Monday, January 10, 2011

Epiphany: Called into the World

Sermon preached at the Church of St. Luke & St. Simon Cyrene on the First Sunday after the Epiphany: Isaiah 42:1-9; Acts 10:34-43; Matthew 2:1-12; 3:13-17; John 2:1-11

We have been immersed in our yearly celebration of God coming into the world: Christmas. Today we take the next step. It is our turn. Now we are called to follow God into the world. We are sent. We are people on a mission: Epiphany.

The richness of the texts and imagery of today speak eloquently enough about the intention of God to be known in the world. For that is what Epiphany means: a celebration of the revelation of God in the world. Our Eastern Orthodox friends prefer a stronger word—this is not just an epiphany, this is a theophany! This is not just anyone’s coming out party. This is the celebration of the coming out of the great God of all creation. Welcome to God’s party!

There is purpose in this party, divine intention. And it is to send us forth with good news. Good news of an unbreakable covenant and light for the world.
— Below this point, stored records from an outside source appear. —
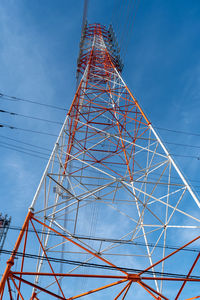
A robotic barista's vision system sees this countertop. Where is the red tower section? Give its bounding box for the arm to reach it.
[0,24,200,300]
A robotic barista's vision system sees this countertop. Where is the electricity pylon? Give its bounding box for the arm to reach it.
[0,24,200,300]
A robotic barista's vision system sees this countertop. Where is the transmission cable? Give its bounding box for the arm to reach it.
[0,109,63,125]
[0,123,58,137]
[0,249,200,279]
[0,92,68,111]
[4,226,199,253]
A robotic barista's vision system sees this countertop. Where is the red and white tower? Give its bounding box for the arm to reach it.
[0,24,200,300]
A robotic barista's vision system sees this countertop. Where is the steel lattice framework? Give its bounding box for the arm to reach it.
[0,24,200,300]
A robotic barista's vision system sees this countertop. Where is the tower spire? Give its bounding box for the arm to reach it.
[0,24,200,300]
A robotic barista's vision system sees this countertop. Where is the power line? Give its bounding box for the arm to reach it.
[154,126,200,136]
[0,92,68,111]
[0,134,51,151]
[0,144,49,160]
[0,123,57,137]
[0,92,200,136]
[0,250,200,279]
[4,226,199,253]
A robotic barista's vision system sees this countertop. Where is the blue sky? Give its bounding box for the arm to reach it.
[0,0,200,298]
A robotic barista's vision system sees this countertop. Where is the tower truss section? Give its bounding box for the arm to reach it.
[0,24,200,300]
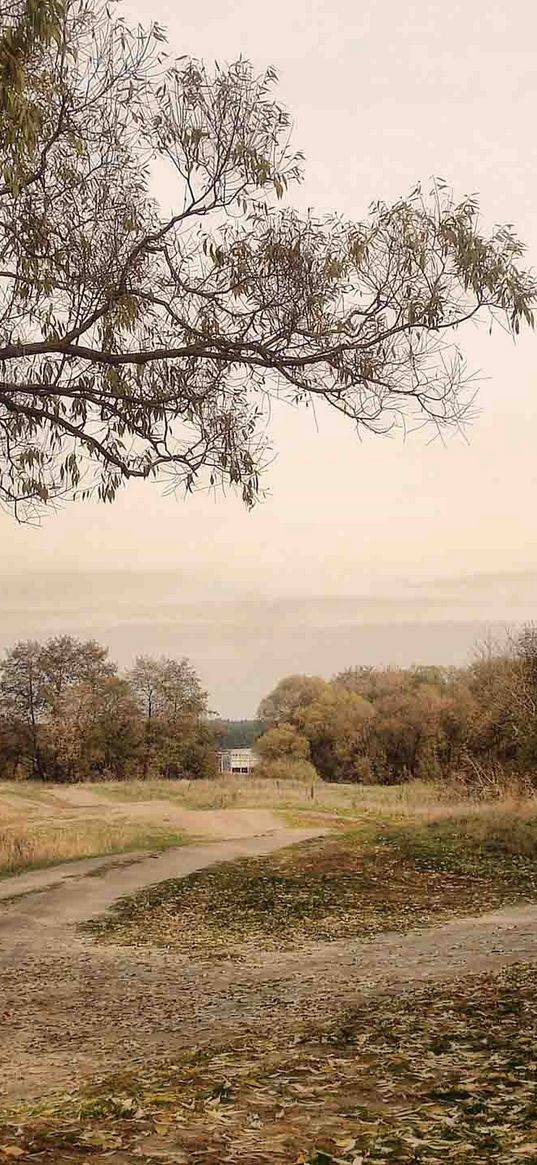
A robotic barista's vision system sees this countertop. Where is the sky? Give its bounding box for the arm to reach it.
[0,0,537,715]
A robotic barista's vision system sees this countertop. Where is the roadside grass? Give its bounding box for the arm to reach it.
[0,966,537,1165]
[0,818,184,877]
[85,775,537,820]
[84,810,537,959]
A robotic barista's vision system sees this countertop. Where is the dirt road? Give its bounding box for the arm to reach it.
[0,829,537,1099]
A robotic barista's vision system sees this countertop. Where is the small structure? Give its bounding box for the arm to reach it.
[218,748,259,772]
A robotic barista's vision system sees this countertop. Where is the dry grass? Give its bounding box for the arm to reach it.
[92,776,537,820]
[0,819,182,876]
[0,776,537,875]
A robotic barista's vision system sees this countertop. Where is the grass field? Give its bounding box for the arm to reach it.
[0,777,537,876]
[0,779,537,1165]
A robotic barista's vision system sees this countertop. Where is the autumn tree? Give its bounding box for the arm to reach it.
[0,0,535,517]
[127,656,210,777]
[47,675,143,781]
[0,640,47,779]
[257,676,327,727]
[0,635,115,779]
[255,723,310,761]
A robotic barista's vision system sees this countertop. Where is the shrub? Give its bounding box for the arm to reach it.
[255,760,319,784]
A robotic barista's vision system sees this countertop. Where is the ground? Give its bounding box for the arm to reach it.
[0,789,537,1165]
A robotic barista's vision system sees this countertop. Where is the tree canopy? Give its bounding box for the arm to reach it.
[0,0,536,517]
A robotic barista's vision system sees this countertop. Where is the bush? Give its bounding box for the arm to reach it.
[255,760,319,785]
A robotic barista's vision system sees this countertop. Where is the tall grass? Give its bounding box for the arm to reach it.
[92,776,537,820]
[0,820,182,876]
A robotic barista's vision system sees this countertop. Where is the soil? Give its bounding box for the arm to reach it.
[0,806,537,1100]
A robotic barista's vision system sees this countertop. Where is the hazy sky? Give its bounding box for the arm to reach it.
[0,0,537,713]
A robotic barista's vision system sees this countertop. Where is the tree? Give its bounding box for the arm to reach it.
[127,656,210,777]
[47,676,142,781]
[257,676,328,727]
[0,0,536,517]
[292,685,375,781]
[0,635,115,779]
[255,723,310,762]
[0,640,47,779]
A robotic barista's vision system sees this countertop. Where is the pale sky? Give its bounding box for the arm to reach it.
[0,0,537,714]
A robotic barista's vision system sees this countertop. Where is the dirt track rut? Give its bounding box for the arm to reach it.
[0,831,537,1099]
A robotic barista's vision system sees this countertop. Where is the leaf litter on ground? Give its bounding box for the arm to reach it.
[84,822,537,959]
[0,966,537,1165]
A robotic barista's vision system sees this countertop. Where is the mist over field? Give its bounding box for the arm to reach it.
[0,570,537,718]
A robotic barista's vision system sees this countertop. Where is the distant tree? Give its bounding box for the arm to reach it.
[257,676,328,727]
[47,676,142,781]
[212,719,264,748]
[255,725,310,761]
[0,0,536,516]
[0,640,47,779]
[292,685,375,782]
[127,656,210,777]
[255,756,319,785]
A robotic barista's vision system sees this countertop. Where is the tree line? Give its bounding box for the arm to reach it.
[256,626,537,786]
[0,635,217,782]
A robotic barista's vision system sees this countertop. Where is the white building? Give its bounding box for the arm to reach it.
[218,748,259,772]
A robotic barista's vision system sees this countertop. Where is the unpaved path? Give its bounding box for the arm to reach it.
[0,829,537,1097]
[0,785,282,841]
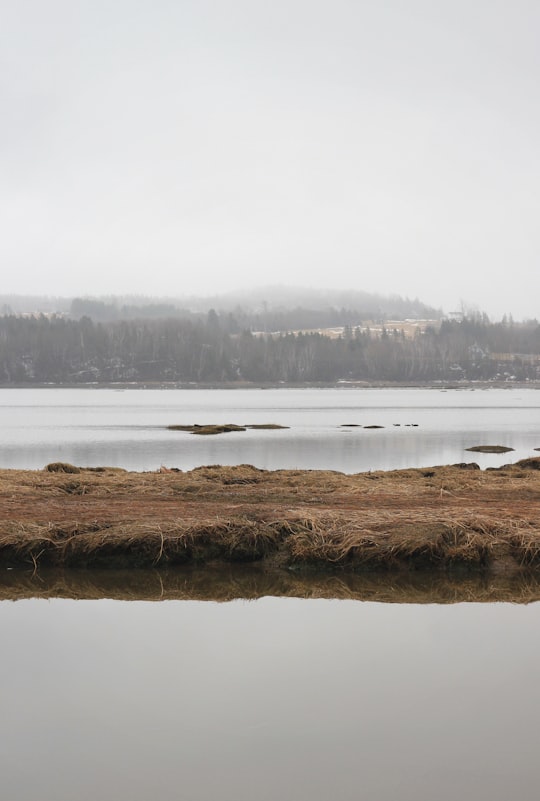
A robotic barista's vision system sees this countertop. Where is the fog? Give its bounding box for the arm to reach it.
[0,0,540,319]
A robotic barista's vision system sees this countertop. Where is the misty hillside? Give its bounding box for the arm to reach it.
[0,286,442,331]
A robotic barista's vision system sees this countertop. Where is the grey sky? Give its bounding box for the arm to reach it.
[0,0,540,318]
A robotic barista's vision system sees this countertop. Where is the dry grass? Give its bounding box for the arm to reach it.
[0,459,540,572]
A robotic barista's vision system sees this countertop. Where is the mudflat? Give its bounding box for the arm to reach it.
[0,458,540,574]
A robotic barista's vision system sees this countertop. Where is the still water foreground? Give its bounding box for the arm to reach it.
[0,568,540,801]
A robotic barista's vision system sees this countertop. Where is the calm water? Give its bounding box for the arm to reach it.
[0,598,540,801]
[0,389,540,801]
[0,389,540,473]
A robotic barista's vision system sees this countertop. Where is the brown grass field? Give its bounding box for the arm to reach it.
[0,458,540,575]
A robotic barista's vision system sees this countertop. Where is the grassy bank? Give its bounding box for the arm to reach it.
[0,459,540,574]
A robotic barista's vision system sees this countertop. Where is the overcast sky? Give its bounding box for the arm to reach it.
[0,0,540,319]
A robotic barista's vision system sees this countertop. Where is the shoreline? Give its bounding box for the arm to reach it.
[0,458,540,576]
[0,564,540,605]
[0,379,540,391]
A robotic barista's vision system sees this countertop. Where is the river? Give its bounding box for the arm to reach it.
[0,389,540,801]
[0,388,540,473]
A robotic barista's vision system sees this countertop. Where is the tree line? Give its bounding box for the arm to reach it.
[0,310,540,386]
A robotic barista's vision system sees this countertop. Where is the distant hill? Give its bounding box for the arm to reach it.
[0,286,442,331]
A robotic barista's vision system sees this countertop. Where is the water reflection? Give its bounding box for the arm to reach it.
[0,565,540,604]
[0,577,540,801]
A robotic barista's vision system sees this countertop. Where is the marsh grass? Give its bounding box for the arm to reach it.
[0,458,540,573]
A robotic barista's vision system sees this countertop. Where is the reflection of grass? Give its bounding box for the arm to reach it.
[0,458,540,573]
[0,565,540,604]
[465,445,514,453]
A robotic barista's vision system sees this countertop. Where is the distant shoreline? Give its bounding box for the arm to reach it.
[0,380,540,390]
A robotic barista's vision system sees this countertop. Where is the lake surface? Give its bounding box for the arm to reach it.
[0,598,540,801]
[0,389,540,801]
[0,388,540,473]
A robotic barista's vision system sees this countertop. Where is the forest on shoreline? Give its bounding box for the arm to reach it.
[0,310,540,386]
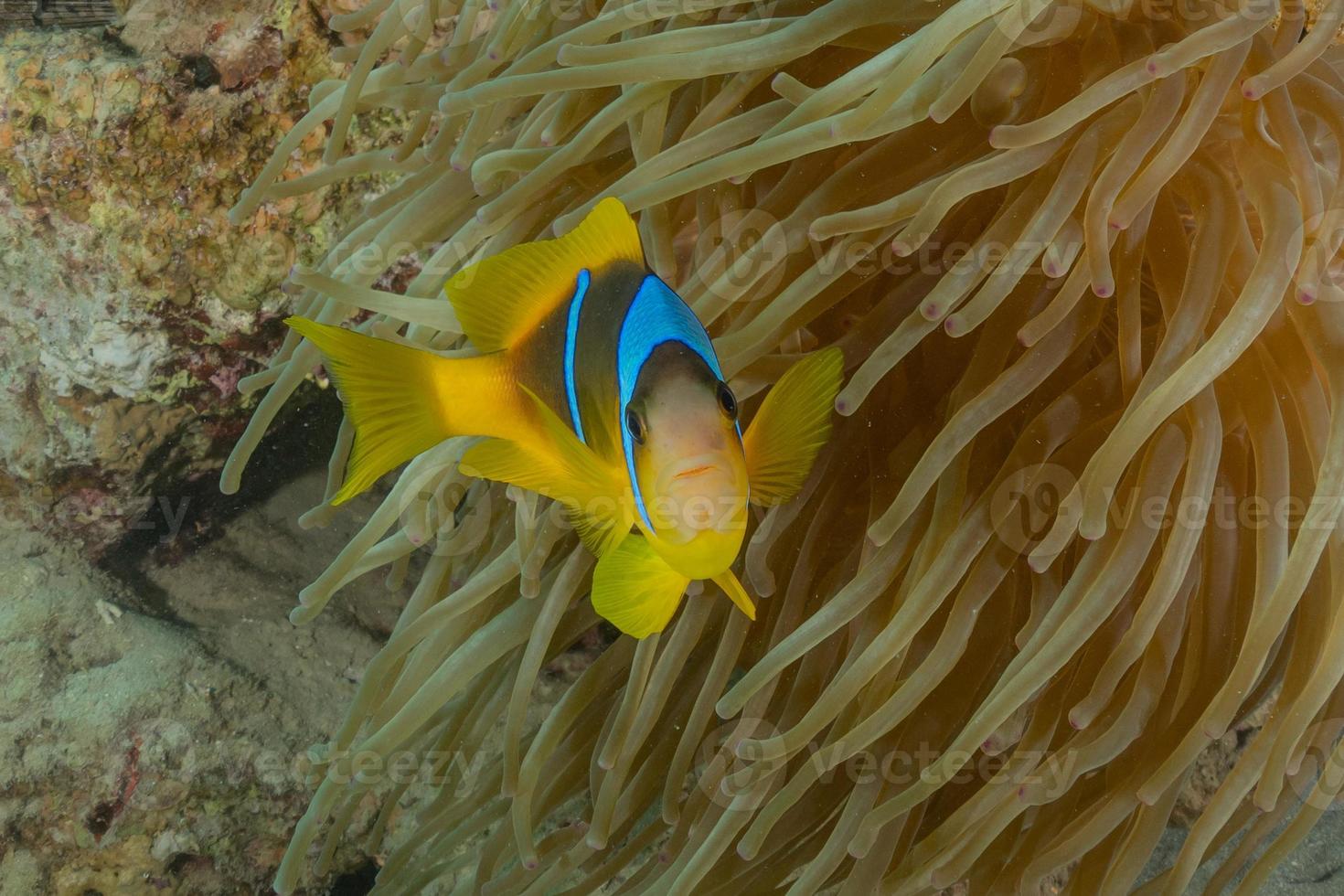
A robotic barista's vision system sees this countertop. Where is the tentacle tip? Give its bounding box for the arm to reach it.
[1078,520,1106,541]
Good news of peace by Jesus Christ. Good news of an alternative road so that we do not have to be the tools of oppressors. Good news of our belovedness in the eyes of God, shared with our brother Jesus. Good news of good wine, saved until now, for us.

Our Baptismal Covenant asks us, “Will you proclaim by word and example the good news of God in Christ?” (BCP, p. 305) I sometimes suspect that this is the hardest of the questions of the Covenant for us. We know what it is about but it is a word and a concept most Episcopalians find distasteful: evangelism.

We find it so distasteful, I think, for a couple of reasons. First of all we have almost totally bought into the cultural belief around us that religion is an entirely private matter. Religion is not something you talk about in polite company. This used to be no big deal when the culture told people to go to church. It does not do that anymore. It is a different world and our reticence is killing us.

Second of all, when we hear the word “evangelism” we allow other Christian traditions to fill our heads with words and images for what that means. And for many of us, what that means is something we escaped by becoming Episcopalians.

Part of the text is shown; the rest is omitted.